After a bit of hesitation, Brenley moved closer to the diminutive woman, then behind her, positioning himself so that he could see over her shoulder.
"We're not making pottery, boil. Come around front and sit down."
She didn't shout or even sound menacing at all, but Bren felt suitably chastened anyway, just as he had at Cloverhorn's. He nodded and took a seat as instructed, prepared to learn the hell out of balloon making.
The Dragonseer began by loosening the corners of the net until she had a handful of smaller ropes woven into the original sturdy, intersecting pattern. Then she turned the table over while looping the net underneath in such a way that if she tied the ropes to something at a certain height, they would lift the table off of the ground.
"Hop on," she said,
Brenley shook his head faintly as he rose and did what she asked. Once he had done so, he found he was trapped in a little net pouch, unable to easily get free once she tied his basket to a balloon and began to inflate it.
"Are you sure this is safe?" he asked, but beyond a sarcastic glare, barely visible beyond her hood, the woman didn't answer. The contraption began to rise and Brenley hooked his fingers through the netting that surrounded him, concluding almost immediately that it was a bad idea to do so but seeing no other course of action. The Dragonseer did so too, hanging onto the outside of the basket as they took to the air.
"What are we looking for?" Maybe if he gave himself a brave and necessary task it would take his mind off of the danger he was in.
"Sand whales. Dragons. Anything that seems wrong."
This whole place seemed wrong to the boil, but he admirably kept his mouth shut on that front.
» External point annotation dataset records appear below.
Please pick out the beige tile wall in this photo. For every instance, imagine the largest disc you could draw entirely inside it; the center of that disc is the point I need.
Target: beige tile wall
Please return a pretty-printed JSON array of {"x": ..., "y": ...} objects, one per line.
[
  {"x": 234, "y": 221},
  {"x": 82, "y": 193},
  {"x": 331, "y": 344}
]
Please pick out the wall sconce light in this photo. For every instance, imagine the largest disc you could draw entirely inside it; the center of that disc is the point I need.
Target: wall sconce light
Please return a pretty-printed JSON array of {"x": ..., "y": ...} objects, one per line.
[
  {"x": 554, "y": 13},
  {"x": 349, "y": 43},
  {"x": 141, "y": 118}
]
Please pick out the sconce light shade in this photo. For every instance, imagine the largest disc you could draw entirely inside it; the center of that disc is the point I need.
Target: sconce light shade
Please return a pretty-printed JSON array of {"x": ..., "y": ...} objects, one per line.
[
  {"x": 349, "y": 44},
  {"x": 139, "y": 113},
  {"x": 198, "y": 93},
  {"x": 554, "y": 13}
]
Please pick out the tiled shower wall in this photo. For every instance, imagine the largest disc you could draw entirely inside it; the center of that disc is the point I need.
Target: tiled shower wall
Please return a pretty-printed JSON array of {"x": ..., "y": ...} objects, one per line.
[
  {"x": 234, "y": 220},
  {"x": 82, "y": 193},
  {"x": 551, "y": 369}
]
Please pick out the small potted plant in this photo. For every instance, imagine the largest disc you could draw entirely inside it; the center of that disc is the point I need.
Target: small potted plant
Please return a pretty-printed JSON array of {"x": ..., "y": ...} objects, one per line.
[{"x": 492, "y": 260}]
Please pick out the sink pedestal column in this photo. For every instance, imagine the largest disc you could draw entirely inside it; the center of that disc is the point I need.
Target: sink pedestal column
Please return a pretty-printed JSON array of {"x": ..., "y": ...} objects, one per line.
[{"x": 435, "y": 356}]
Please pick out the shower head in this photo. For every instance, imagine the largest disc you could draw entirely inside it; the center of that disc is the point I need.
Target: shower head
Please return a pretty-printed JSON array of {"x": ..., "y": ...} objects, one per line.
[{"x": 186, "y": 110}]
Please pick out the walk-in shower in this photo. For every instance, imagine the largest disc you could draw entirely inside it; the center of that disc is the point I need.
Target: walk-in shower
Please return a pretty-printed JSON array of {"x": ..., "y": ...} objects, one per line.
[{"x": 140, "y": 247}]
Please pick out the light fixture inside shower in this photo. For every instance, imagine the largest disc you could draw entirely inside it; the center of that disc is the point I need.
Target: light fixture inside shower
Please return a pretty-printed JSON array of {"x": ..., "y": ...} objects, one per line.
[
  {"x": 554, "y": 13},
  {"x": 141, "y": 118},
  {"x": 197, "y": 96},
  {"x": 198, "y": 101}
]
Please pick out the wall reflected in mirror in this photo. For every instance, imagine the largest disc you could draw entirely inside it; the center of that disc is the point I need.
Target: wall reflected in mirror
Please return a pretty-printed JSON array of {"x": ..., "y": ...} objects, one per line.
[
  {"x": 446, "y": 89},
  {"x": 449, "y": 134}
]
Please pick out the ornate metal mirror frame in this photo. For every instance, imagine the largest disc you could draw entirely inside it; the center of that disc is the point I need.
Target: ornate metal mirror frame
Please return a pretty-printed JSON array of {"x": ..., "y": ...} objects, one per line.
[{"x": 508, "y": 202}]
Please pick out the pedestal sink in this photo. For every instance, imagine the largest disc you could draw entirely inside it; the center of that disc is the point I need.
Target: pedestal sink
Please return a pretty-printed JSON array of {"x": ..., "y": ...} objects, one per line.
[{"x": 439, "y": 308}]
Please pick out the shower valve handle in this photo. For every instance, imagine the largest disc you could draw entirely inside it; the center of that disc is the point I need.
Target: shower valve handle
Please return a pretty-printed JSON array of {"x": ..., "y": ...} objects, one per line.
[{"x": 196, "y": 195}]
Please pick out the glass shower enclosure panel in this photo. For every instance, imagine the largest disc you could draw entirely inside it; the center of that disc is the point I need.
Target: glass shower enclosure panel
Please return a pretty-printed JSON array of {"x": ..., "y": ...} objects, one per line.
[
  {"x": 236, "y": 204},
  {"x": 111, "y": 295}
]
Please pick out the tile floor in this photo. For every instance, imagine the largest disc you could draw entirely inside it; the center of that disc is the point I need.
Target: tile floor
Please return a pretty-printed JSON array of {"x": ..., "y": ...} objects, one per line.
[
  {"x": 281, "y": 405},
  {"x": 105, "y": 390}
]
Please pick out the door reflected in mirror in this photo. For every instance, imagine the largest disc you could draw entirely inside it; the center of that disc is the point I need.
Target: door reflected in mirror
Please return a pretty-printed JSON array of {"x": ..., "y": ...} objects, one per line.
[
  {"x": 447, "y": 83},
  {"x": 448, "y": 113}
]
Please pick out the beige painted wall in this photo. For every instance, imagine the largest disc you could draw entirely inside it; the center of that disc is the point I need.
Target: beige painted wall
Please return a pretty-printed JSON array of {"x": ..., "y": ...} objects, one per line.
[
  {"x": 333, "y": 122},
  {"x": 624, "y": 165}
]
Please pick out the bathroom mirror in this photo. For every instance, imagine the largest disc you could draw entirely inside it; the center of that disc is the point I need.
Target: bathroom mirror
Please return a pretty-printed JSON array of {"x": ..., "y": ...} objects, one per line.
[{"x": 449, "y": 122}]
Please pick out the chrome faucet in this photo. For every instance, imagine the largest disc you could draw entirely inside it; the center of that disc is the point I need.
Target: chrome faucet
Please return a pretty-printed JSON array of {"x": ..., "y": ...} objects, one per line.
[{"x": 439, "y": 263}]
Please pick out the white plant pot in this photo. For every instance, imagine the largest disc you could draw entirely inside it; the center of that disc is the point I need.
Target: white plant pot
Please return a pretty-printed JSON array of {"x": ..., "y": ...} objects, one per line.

Instead of complaining, he took up his temporary duties, squinting through the fog around them and looking for anything that wasn't... covered in fog. The world beyond was a mass of grey with the occasional purple smudge, but he could make out nothing besides...
An entire village.
One moment the balloon was winding through swirling fog and the next Brenley could see the whole of the town, mountains and sand and volcano clear as day. It was shaped like an S, a serpent slithering through the countryside in a portion of Halloween he had never heard of before today. They rode together in silence, and even though the situation was strange for the boil, the trip was peaceful... until they floated too high. It was a near-instantaneous change, the sky's purple bits turning violent and alive with an anger he had only seen in a handful of the animals here.
"What happened?" he shouted, knuckles white where he held the net. The wind was louder too, whipping his question away from the Dragonseer and eating it alive.
She didn't answer at first, concentrating as she used her meager weight to tug them below whatever line they had crossed. When Brenley could hear again, she said, "Almost crossed into the miasma. We should go back. There's nothing to see."